Bu duruma tükenmişlik sendromu ya da depresyon diyemeyeceğimiz, bir neşemizin kaçması, huzursuz bir göl gibi durgun olma halimiz veya hangi günde olduğumuzu bile karıştırdığımız tek düzelik duygusu diyebiliriz. İtiraf edelim kimse bu kadar uzun süreceğini beklemiyordu, geçen yıl bir telaş onu yıka, bunu kapıda bekletler ile geçerken, bu sene artık iyice tavsayan önlemler ve bitmek bilmeyen bir sinir bozukluğuyla karşı karşıyayız. Aşı sırası geldi-gelmedi, bulduk-bulamadık kaygıları yetmezmiş gibi bir takvim yılında hayatımızın yüzde beşine denk gelen ve “Tam Kapanma” diye adlandırılan süreç içinde sürekli bir belirsizliğin alarmı altındayız. İpsos tarafından yapılan araştırmada ülkemiz 30 ülke arasında akıl ve ruh sağlığının bozulduğunu %61 oranında beyan ederek açık ara birinci oldu. Halkımızda akli sağlıksızlık belirtileri görülmese de çok sağlıklı bir toplum fotoğrafı da görememekteyiz, refah yoksunluğu ya da alışılan alım gücünden geri düşmek de bu bozukluğu tetikleyen en büyük etmenlerden. 
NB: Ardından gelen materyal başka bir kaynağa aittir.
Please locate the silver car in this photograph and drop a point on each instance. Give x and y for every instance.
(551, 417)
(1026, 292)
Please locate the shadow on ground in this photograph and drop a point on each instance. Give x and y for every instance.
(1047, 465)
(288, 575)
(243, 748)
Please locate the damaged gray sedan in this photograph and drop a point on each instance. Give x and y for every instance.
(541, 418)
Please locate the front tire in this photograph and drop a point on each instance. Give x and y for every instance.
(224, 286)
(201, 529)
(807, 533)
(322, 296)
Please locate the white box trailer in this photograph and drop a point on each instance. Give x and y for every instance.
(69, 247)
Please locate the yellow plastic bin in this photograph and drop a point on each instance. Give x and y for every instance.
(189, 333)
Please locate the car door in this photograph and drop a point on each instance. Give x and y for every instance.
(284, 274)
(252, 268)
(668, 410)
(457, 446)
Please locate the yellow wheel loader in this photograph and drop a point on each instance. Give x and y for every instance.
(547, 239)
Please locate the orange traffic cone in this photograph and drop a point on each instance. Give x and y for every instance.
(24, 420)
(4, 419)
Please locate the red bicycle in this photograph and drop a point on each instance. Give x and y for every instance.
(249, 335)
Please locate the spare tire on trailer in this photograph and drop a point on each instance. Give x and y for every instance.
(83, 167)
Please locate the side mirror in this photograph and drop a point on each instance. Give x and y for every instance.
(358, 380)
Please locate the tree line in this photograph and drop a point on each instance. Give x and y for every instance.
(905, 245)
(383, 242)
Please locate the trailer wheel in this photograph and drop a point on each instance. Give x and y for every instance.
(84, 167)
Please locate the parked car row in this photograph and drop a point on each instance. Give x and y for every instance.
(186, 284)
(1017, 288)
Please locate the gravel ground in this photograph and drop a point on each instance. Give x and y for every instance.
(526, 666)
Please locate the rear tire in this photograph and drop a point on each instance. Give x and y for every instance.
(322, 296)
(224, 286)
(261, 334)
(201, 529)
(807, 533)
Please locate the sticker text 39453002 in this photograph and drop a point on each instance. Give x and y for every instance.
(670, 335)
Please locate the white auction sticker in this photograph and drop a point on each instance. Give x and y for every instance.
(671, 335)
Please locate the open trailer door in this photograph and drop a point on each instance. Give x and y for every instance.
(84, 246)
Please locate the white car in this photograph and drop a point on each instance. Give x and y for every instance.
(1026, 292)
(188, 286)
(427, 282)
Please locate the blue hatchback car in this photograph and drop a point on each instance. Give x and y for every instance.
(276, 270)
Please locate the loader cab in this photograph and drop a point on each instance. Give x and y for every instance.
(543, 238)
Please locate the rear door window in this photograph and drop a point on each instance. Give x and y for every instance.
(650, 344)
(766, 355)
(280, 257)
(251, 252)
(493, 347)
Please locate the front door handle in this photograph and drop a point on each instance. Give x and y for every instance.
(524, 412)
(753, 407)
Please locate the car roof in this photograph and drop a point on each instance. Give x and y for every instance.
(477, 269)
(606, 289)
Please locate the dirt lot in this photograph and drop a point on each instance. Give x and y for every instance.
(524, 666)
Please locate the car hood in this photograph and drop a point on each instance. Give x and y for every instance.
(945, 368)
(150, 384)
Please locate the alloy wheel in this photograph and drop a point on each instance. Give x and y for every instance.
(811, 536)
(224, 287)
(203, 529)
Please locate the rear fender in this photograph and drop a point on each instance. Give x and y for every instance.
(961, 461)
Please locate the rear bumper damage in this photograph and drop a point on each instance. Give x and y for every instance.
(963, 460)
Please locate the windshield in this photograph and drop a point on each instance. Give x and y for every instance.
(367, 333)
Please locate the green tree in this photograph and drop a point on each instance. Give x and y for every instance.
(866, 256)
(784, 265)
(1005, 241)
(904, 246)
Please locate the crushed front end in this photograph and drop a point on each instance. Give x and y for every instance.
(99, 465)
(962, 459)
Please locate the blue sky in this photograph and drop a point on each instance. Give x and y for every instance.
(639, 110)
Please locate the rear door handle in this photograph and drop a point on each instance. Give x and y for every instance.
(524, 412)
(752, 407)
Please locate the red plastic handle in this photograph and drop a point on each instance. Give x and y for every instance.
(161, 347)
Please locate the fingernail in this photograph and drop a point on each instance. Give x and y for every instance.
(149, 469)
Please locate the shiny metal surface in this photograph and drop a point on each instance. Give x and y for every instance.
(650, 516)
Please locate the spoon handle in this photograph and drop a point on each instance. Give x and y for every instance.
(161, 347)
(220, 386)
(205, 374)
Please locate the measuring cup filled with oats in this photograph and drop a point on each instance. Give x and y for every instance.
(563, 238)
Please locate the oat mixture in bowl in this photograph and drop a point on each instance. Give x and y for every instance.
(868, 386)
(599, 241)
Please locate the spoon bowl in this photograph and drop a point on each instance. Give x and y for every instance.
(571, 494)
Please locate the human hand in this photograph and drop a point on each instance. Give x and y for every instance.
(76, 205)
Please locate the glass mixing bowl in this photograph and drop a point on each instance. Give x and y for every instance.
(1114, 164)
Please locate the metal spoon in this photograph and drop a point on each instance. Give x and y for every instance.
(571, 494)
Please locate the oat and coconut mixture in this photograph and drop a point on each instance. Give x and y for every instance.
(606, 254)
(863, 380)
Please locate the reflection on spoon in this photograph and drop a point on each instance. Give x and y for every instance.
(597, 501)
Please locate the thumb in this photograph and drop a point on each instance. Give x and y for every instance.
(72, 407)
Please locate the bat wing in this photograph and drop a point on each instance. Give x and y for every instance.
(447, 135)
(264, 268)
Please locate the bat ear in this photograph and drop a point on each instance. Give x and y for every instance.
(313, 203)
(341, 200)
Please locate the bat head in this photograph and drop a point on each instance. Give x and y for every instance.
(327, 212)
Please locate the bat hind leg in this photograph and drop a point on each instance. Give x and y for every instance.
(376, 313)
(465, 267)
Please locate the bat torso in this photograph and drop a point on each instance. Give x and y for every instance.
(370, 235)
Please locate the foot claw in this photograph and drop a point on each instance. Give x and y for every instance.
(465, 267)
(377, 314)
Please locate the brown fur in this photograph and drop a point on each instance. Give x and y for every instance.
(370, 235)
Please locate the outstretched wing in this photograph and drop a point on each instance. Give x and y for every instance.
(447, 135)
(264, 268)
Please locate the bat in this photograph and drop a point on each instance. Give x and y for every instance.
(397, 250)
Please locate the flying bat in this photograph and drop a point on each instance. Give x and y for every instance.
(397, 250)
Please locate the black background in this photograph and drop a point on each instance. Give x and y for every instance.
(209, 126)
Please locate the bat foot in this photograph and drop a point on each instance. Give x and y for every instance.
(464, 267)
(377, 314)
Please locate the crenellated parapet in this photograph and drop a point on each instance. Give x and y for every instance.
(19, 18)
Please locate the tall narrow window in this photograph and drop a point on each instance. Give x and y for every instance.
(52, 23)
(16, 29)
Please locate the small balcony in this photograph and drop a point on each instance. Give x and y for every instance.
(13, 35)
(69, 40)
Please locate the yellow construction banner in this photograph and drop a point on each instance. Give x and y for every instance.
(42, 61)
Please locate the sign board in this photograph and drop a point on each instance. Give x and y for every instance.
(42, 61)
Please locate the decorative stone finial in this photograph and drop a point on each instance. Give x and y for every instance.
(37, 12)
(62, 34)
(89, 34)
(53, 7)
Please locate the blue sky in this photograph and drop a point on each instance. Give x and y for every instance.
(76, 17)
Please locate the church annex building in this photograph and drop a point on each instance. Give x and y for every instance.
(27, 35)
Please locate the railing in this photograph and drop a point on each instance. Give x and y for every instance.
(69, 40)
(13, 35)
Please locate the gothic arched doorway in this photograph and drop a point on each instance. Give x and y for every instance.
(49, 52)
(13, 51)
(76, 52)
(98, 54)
ABD’de  Sosyolog Corey Keyes tarafından  yapılan sosyolojik araştırmalardan birinde  ise bugünün insanın bazı duyguları içine attığı ve bugün görünmese dahi önümüzdeki on yıllarda depresyon ve anksiyete bozuklukları geçirme olasılığının yüksek olduğunu ortaya koyuyor. Bir yanıyla ise bu mahzun insanlar bugün bu belirtileri göstermemekte, yavaş yavaş yalnızlığa kayarken en belirgin özellikleri ise kayıtsızlığa kayıtsız kalmak. Günler bu kayıtsızlık ve bazılarının nasıl olup sokağa çıkma yasaklarından muaf olduğunu düşünüp  sıkıntı içinde geçerken  biz sıradan faniler için önemli bir vaha olan sosyal medyada bir 20 yaş fotoğrafı paylaşma çılgınlığı ortalığı sardı, bunun içinde bulunduğumuz mahzun ruh haline tepkiyle o çok eski güzel günlere “hatıran yeter” diyerek bir an için bile olsa özlem dolu bakmak “yine öyle günlere döneceğiz” umutlarını yeşertti. Ne de olsa bazen geçmişimiz de bizi ümitvar kılar. Fotoğraflar hepimiz için bizi mahzunluğumuzdan çıkartan bir mutluluk teklifi, bir iyilik hali  gibiydi. Bu durum ister istemez akla acaba mutluluğumuz kendi elimizde mi gibi naif bir soru getiriyor. Yoga, meditasyon, nefes teknikleri, fotoğraf albümlerine bakmak ve hele bize iyi gelen şarkıları dinleyip sevdiğimiz yazarları okumak hepsi bugünlerde bizi tomurcuklandıracak, içine düştüğümüz karanlıktan çıkartacak unsurlar olsa da ne yazık ki ben biraz karamsar tarafta ve gerçekleri görüp onlardan kaçmadan olduğu gibi kabul etmekten yanayım. Bu bir yıldan fazla süredir yaşadığımız izolasyon süreci ancak hızlı bir aşılama ile aşabilecektir. Elbette bu problem çözülene kadar dar gerçek çevremizde ve geniş sanal alemde yaşayacağımız anlık, günlük mutluluk ve tatmin kıvılcımları olabilir ama nihai mutluluk ve doyum meşalesinin bilime güvenerek bir an önce ekonomik ve sosyal çöküntü yaşayan geniş kitlelerin aşılanmasıyla parlayacağını düşünüyorum, aksi halde bu kapatılmışlık ve maddi, manevi yetersizlik duygusu bizi hastalanmayalım diye sağlığımızdan edecek.